I managed to squeeze a few tears from somewhere.
'He said he'd find us, wherever we went. He said he'd
mess up my ma's face.'

21

It worked. I got a ten-mile-long lecture about what
happened to lads like me if we didn't stick to the straight
and narrow and how hard it was to get your life back on
track if you got a bad start and how I was still young
enough to change my ways and make a go of it and if I
didn't it would be St Pat's for me next time and blah blah
blah. I put up with it, and tried to look innocent and
grateful, and I said I would make something of my life
now Mick was out of the way and couldn't force me to
work for him no more. Then they put me in a garda car
and drove me down to my ma in Clare. I slept nearly all
the way in the back. Best taxi service in the country.

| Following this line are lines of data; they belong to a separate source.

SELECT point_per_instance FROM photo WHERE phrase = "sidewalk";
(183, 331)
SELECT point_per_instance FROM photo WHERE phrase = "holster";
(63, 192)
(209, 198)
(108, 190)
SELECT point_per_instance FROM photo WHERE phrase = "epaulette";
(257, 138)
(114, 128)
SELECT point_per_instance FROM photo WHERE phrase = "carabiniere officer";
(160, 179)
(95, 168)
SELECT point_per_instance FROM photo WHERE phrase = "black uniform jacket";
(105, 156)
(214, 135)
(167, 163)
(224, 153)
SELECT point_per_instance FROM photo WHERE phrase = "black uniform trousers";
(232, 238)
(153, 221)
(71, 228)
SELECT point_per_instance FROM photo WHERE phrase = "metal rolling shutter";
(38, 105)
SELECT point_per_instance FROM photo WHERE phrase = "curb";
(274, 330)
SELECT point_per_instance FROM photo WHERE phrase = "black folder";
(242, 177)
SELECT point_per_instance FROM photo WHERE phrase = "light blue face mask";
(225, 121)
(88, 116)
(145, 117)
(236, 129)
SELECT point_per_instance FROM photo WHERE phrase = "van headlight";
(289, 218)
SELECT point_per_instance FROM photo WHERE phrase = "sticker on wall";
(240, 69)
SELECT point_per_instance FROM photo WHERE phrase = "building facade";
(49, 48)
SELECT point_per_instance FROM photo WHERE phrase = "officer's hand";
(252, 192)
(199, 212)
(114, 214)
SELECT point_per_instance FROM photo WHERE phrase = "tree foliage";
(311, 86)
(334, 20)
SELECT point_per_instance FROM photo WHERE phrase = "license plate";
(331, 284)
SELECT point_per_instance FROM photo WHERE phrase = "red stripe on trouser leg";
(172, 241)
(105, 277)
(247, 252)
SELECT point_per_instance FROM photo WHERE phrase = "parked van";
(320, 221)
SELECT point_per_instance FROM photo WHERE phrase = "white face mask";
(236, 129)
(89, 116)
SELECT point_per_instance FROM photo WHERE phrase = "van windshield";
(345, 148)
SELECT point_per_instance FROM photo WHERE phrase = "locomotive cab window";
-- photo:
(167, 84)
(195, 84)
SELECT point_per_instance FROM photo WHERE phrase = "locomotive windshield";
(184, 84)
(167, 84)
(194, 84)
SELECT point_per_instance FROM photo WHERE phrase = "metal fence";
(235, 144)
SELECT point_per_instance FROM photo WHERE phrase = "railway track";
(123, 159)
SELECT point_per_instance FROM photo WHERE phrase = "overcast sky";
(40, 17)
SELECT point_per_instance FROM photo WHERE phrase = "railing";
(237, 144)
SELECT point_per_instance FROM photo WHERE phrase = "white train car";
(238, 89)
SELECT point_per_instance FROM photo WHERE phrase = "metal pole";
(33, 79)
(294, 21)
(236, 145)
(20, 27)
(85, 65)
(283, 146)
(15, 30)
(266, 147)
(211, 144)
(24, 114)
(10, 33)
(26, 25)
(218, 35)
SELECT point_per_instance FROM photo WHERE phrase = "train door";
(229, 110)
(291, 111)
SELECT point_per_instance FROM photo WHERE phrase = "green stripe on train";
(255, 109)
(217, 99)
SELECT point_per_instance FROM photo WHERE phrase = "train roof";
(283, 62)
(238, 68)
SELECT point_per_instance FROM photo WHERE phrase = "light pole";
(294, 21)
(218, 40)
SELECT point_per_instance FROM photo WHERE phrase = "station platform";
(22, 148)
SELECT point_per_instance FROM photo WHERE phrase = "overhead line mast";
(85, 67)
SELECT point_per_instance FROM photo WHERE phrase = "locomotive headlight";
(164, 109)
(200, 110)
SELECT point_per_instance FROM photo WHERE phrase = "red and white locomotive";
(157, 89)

They had a long talk with my ma when we got there
and I heard most of it through the thin floor in my room.
My ma kept saying, 'He's a good lad, really,' and
'There's no real harm in him,' and 'That's why I brought
him down here.' Stupid cow. As if bringing me down
here was going to change anything.

After they left I waited for my ma to tear into me
like she usually does, but it didn't happen.

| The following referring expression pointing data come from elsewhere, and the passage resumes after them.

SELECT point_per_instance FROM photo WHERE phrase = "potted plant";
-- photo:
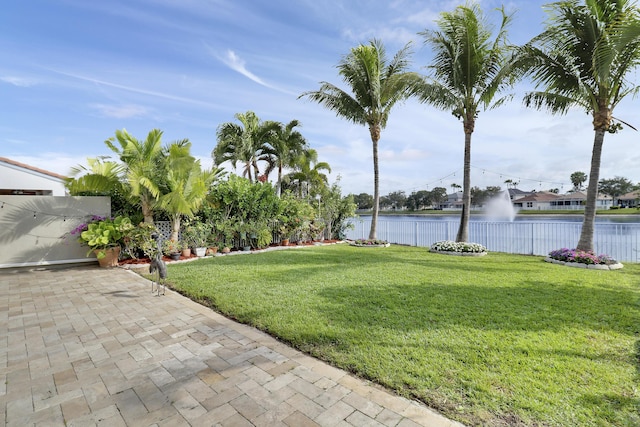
(227, 229)
(195, 233)
(186, 248)
(172, 248)
(104, 237)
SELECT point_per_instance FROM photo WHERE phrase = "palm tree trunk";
(175, 228)
(375, 137)
(147, 210)
(586, 235)
(463, 230)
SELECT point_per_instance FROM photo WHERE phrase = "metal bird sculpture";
(159, 267)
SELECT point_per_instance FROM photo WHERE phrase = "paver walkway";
(88, 346)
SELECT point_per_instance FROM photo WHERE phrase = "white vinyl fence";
(620, 241)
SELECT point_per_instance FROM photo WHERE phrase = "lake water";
(617, 236)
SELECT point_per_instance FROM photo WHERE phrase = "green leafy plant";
(460, 247)
(171, 247)
(196, 233)
(139, 239)
(104, 234)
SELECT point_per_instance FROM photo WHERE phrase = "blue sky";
(75, 71)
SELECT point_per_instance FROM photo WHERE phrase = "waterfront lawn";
(495, 340)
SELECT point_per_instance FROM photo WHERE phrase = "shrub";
(582, 257)
(451, 246)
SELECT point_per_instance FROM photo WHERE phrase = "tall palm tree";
(584, 58)
(469, 70)
(284, 147)
(188, 185)
(308, 178)
(244, 143)
(99, 176)
(377, 84)
(143, 170)
(139, 175)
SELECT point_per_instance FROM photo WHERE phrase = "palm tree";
(139, 175)
(188, 185)
(99, 176)
(469, 71)
(243, 143)
(583, 58)
(143, 171)
(284, 147)
(308, 178)
(377, 85)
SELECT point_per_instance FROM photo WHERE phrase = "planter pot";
(111, 257)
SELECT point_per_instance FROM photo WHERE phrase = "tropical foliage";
(584, 59)
(285, 147)
(581, 257)
(468, 73)
(377, 84)
(244, 143)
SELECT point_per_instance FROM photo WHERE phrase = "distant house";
(630, 200)
(454, 202)
(516, 193)
(577, 200)
(20, 179)
(541, 200)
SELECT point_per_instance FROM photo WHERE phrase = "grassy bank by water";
(495, 340)
(625, 211)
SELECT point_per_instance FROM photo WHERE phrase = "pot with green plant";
(172, 249)
(105, 237)
(227, 229)
(196, 233)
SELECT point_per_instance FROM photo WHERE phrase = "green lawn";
(495, 340)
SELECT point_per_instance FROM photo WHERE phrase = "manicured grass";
(495, 340)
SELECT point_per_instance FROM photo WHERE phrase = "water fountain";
(500, 208)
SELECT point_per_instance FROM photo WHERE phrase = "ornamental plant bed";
(448, 247)
(582, 259)
(370, 243)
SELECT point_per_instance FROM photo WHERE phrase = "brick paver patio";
(88, 346)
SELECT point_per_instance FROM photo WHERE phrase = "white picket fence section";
(620, 241)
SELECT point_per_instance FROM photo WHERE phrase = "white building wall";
(15, 177)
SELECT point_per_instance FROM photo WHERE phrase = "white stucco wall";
(16, 177)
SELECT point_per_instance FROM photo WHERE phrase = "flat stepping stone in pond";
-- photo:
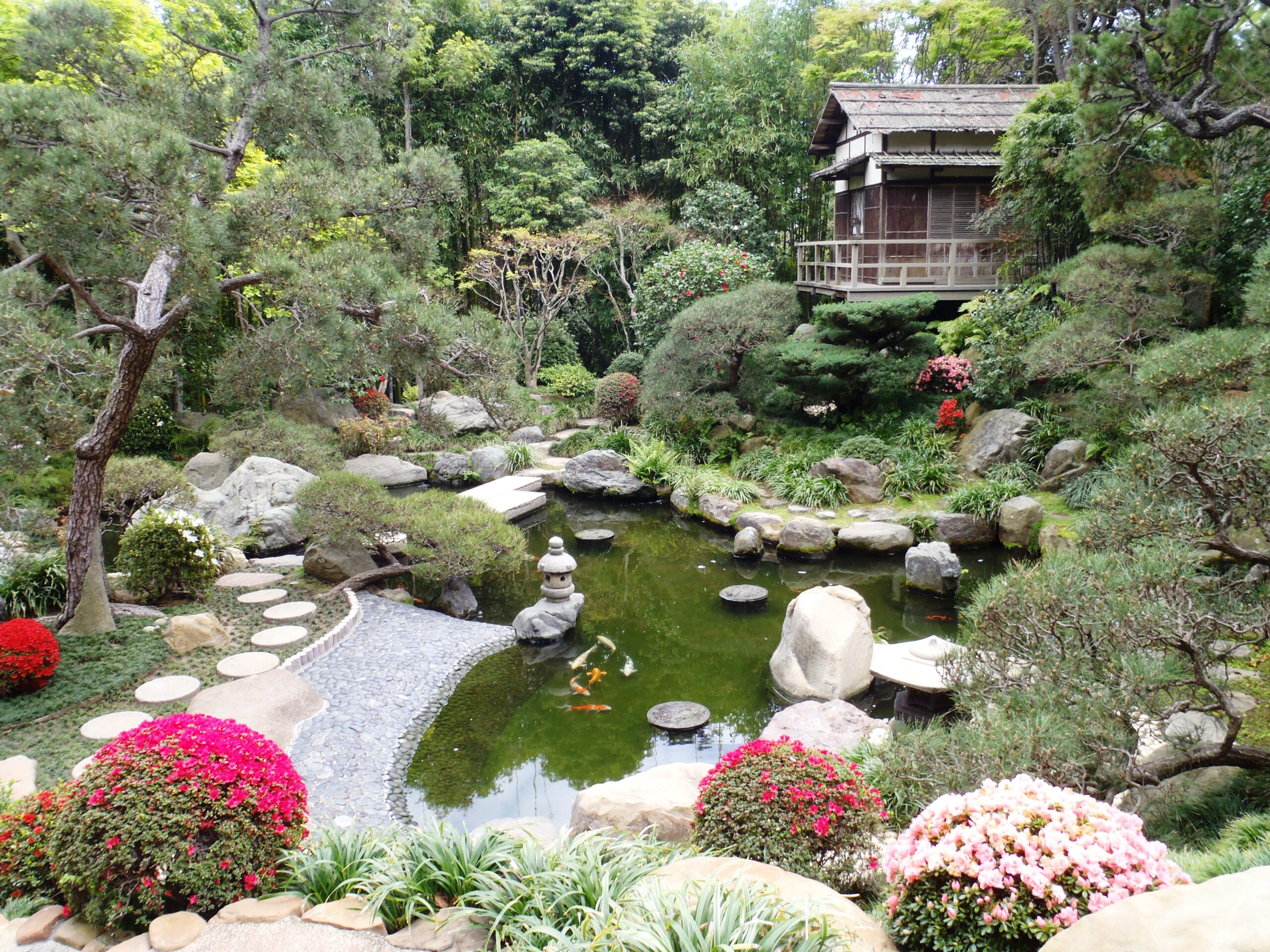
(290, 611)
(280, 636)
(679, 716)
(112, 725)
(248, 581)
(745, 595)
(248, 663)
(166, 691)
(263, 597)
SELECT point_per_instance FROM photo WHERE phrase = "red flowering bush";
(945, 375)
(371, 403)
(951, 416)
(618, 398)
(803, 810)
(28, 656)
(187, 812)
(26, 869)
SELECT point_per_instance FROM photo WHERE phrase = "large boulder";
(662, 797)
(1017, 522)
(807, 538)
(964, 531)
(491, 464)
(826, 645)
(261, 492)
(272, 704)
(461, 414)
(207, 470)
(997, 437)
(858, 931)
(826, 725)
(876, 537)
(336, 561)
(769, 525)
(931, 567)
(860, 476)
(604, 473)
(386, 470)
(1225, 914)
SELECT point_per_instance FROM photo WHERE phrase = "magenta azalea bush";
(1012, 864)
(187, 812)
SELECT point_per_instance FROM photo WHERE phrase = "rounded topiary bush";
(1008, 866)
(183, 813)
(168, 551)
(618, 398)
(803, 810)
(28, 656)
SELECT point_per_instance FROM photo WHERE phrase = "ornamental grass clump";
(185, 813)
(808, 812)
(28, 656)
(1010, 865)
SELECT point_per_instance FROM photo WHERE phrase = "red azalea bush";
(187, 812)
(803, 810)
(28, 656)
(945, 375)
(951, 416)
(618, 398)
(26, 869)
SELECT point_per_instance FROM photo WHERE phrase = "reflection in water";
(509, 744)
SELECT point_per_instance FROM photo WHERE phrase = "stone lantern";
(557, 568)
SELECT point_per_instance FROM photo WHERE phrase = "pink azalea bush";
(1014, 862)
(804, 810)
(187, 812)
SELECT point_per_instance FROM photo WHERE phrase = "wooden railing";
(863, 264)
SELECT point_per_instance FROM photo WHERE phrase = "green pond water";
(507, 743)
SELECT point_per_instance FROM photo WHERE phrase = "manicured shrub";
(169, 551)
(808, 812)
(28, 656)
(1013, 864)
(183, 813)
(618, 398)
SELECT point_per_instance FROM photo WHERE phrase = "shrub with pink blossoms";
(804, 810)
(1010, 865)
(187, 812)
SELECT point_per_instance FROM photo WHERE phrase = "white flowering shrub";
(168, 552)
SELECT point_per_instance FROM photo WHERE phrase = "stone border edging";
(321, 647)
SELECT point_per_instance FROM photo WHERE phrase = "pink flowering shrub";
(803, 810)
(1012, 864)
(945, 375)
(187, 812)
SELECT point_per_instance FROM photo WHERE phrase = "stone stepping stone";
(280, 636)
(290, 611)
(248, 663)
(112, 725)
(248, 581)
(679, 716)
(263, 597)
(166, 691)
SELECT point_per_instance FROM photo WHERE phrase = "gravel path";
(382, 686)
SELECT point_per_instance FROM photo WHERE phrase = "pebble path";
(382, 687)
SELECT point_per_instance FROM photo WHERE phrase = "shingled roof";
(876, 107)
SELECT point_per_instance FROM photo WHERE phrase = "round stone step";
(112, 725)
(290, 611)
(250, 581)
(247, 663)
(679, 716)
(166, 691)
(262, 597)
(280, 636)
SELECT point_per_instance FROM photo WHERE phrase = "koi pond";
(509, 743)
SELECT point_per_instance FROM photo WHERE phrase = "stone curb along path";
(384, 682)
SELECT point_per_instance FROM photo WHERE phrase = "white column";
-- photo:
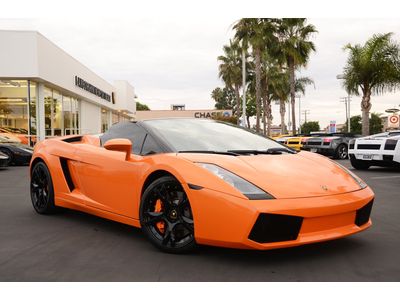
(40, 115)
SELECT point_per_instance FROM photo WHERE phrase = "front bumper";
(328, 151)
(227, 221)
(21, 159)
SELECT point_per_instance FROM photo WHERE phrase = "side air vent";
(271, 228)
(73, 139)
(67, 174)
(362, 215)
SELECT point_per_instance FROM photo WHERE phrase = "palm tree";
(256, 33)
(373, 68)
(294, 35)
(230, 70)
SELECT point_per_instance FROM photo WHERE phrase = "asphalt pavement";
(73, 246)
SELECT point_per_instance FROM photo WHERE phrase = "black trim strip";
(73, 139)
(194, 187)
(67, 174)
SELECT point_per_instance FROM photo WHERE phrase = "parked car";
(381, 149)
(198, 181)
(3, 160)
(334, 144)
(18, 154)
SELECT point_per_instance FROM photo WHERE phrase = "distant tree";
(372, 68)
(141, 106)
(375, 124)
(224, 98)
(307, 127)
(251, 108)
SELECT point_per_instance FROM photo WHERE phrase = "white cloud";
(174, 60)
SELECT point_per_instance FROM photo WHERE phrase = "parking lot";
(73, 246)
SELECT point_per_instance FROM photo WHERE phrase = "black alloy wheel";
(166, 217)
(9, 154)
(341, 152)
(42, 192)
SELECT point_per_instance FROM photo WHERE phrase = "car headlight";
(357, 179)
(246, 188)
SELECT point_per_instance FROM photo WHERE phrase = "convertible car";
(190, 181)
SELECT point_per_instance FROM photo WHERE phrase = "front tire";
(341, 152)
(166, 217)
(42, 191)
(359, 164)
(9, 154)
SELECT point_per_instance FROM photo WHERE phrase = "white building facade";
(45, 92)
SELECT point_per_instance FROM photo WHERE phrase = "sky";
(174, 60)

'I never knew that, Bobby,' she said. 'About Mick
Kilroy. You should have told me. Why didn't you
tell me?'

I shrugged and tried not to laugh.

'But he's gone now. He won't bother you no more,'
she said. 'This is a new start now. Everything is going to
be different.'

For a second I almost believed her. Then the hole
where my future should have been gaped wide open
again.

I wished I hadn't slept so much in the garda car. I lay
awake for hours, listening to the night noises, inside and
out. There were rats or bats or something in the roof,
and every few minutes one of them went skittering
across the boards above my head. I kept thinking about
the little girl and how they murdered her. Did they
strangle her? Stab her? I kept getting this picture of her,
half cat, fighting for her life and screaming.

Something on soft feet went along beside the house
and knocked into the ash-can. It must have been the dog,
because I heard it come in through its flap and bump
around in the kitchen, and then it went out again, and
then I heard its claws on the kitchen floor and I wasn't
sure whether it was in or out or whether I was awake or
asleep, and then I dreamed that psycho Mick was out on
bail and running at the back door with an axe.